Respeitado pela condição de líder preocupado, mas desrespeitado por não se
preocupar com o destino das futuras gerações. Era também conhecedor profundo
das questões do seu país, colocava sempre o espírito comunitário acima dos
interesses individuais.
-
Amigo do Anjo da Jornada. Respondeu a voz que o perturbava. Ignorou seu nome,
apesar de todo reconhecimento e suas outras qualidades, se subestimava. Se
sentia confortável por ser identificado pelos seus senhores.
- Sua
identidade?
-
Estou sem documentos. O senhor não vê que estou só, sem mim mesmo?!
-
Perguntei a sua essência. O que escondes detrás dessa maquiagem social?
- Sou
eu mesmo. Replicou novamente.
-
Vamos lá amigo da Jornada. Quem és tu? Tua essência. Tua natureza, quem te
alimenta? Confia em mim. Se esqueceste do teu passado, pelo menos lembra-te do
teu presente. Como chegaste até aqui?
Meneou
a cabeça. Passou os dedos polegares no rosto, continuou a olhar para a sua
sombra gigantesca. Com as suas costas viradas para o desconhecido da voz que lhe
questionava a existência. Inspirando profundamente disse:
- Eu
faço parte do que a história nunca ensinou. Sou o que você não compreende. Um
ser que acolhe todos, mas que se envergonha de si. Por não ter liberdade de
negar o que é necessário. Meus discursos…
Deu
pausa a uma questão incluída. Passou a mão no queixo. Era habitual buscar
coragem na cabeça apoiada em uma mão.
Quando
a pausa se eternizava a voz deixou-se ouvir:
-
Seja claro Anjo da Jornada. Só tu e eu. Se tens uma história longa podes me
contar. Sou paciente, irei ouvir-te sem questionar. Como chegaste até aqui? Por que
reclamas dos que te levantaram?
-
Meus discursos não vêm de mim. Porque nunca aceitaram que eu fosse eu mesmo.
Erguendo
sua cabeça, virou-se aos berros:
- Mas
quem é você que, em vez de me poupar, me confronta? Por que não me trata como
um miserável escondido atrás dessa máscara, digno de pena?
A
volta de um ar que o assombrava. A voz voltou-se a ouvir num tom sereno.
-
Bom. Eu sou o que você ouve. Alguém que nunca deu a ninguém razão para
reclamar. Já fui velho, acolhi os que não eram meus por natureza. Mas durante o
meu processo de rejuvenescimento. Meus filhos voltaram para mim. Fiz uma festa para eles, depois que cresceram, revelei minhas riquezas, o que não fiz durante a presença
do inimigo …
-…
Prosseguiu:
-
Meus tesouros explodiram, todo mundo que antes me olhava como jovem sem futuro, as esperanças deles foram reacendidas com os meus recursos. Passaram a olhar-me como
lugar de esperança, inclusive os meus inimigos.
O sol
já ia se esconder atrás das nuvens, a tarde já ia embora, o diálogo com o
espaço fascinava o homem aparentemente psíquico. Tinha criado em seus devaneios
a possibilidade de ser filho da voz que lhe questionava a existência. Mas
tentou não engolir essa possibilidade, a voz continuou:
-
Depois dessa minha perfeição. Acharam em mim razões para me levarem à loucura.

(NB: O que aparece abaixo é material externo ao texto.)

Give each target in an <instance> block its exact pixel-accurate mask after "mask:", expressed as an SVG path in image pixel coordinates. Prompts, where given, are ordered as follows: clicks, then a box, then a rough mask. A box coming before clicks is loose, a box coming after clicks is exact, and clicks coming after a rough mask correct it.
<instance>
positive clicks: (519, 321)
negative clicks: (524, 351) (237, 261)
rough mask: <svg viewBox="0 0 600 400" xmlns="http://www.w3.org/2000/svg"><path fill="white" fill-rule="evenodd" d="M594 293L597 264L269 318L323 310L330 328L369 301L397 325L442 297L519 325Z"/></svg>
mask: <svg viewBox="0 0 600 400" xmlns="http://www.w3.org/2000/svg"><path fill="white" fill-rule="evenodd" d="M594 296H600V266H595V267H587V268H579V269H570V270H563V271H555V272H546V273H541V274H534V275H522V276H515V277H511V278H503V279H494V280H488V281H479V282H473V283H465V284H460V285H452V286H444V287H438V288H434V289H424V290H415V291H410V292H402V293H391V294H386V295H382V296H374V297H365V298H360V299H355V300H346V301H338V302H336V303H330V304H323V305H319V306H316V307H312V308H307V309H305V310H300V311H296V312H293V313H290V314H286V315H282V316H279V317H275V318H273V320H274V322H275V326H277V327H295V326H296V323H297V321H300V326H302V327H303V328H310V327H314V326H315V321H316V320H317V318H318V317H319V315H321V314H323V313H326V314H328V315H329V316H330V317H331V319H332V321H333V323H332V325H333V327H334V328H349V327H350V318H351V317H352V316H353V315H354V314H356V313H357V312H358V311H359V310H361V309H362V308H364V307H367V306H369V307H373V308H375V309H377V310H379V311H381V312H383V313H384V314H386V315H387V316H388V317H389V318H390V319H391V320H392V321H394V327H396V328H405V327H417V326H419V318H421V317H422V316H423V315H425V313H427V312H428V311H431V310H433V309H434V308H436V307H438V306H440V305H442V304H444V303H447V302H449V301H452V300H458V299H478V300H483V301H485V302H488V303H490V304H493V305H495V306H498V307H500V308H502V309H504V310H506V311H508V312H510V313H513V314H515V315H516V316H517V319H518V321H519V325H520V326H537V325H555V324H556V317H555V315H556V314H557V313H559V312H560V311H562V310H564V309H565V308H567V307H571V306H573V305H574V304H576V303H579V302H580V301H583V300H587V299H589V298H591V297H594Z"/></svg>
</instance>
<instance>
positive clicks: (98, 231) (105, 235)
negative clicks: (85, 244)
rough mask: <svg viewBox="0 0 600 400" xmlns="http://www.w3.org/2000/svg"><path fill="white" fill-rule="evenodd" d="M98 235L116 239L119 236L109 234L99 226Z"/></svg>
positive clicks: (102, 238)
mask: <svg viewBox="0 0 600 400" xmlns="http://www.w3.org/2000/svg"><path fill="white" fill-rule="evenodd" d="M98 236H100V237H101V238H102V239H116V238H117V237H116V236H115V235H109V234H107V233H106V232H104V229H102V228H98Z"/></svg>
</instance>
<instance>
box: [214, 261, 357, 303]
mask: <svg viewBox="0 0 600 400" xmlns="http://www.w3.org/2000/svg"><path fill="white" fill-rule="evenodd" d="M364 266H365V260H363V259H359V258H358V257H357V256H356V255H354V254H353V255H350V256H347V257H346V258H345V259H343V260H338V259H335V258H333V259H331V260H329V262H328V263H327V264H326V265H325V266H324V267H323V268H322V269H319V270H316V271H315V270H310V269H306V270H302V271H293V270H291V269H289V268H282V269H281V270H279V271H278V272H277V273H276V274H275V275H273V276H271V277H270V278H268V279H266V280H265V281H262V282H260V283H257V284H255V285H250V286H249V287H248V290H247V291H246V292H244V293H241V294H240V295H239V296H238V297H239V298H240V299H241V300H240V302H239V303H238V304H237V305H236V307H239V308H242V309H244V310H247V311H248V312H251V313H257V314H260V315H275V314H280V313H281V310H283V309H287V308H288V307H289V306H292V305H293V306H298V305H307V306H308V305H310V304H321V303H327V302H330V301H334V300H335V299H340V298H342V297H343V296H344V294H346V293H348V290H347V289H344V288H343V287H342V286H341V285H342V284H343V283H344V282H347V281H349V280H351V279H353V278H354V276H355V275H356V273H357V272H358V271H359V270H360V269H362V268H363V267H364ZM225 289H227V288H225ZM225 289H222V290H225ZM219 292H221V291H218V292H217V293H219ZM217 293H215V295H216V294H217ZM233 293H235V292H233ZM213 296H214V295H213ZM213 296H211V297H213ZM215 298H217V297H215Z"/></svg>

Nunca faltou água, ouro e nem a mão de Deus, mas lhes falta o pão. Ninguém
questiona, ninguém grita, ninguém quer saber da minha doença crónica. Ninguém! A esperança dos meus viventes transborda. Mas não reagem, apenas lamentam.
O
homem aparentemente inteligente, vivia parecendo zumbi engessado pelos
pensamentos estreitos. Foi educado para trabalhar, crescer, progredir e
infelizmente também para ser especialista em trair a sua essência no seu
intervalo de vida.
Anjo
da Jornada, foi o nome que usou para descrever seus senhores. Um outro silêncio
envolveu o lugar. Nesse silêncio, o homem buscava seu eu, tentava resgatar as
suas origens como homem, a sua responsabilidade como pai, a sua liberdade como
um ser autónomo, o seu amor como marido. Quanta responsabilidade tinha na vida!
Havia
passado o resto da sua vida fazendo comícios, exaltar a verdade como uma
virtude, no final descobriu que nunca pautou nela a sua vida. Nunca foi ele,
nunca falava por si, mas era um homem poderoso? Mas que nunca foi ele.
As
palavras da voz que ouvia, ecoavam em seu subconsciente. Em parte ele se sentia
culpado pelas decepções contadas pela voz. O que estava caindo em seu rosto era a máscara, não porque as correntes que o sustentavam haviam sido quebradas.
- Por
quê? Questionava-se num grito que perturbou até as aves que assistiam o
diálogo, porque também não entendia por que tudo estava acontecendo.
Num
tom natural, antecedido por suspiros a voz respondeu:
-
Porque o real, o verdadeiro está gritando para ser reconhecido.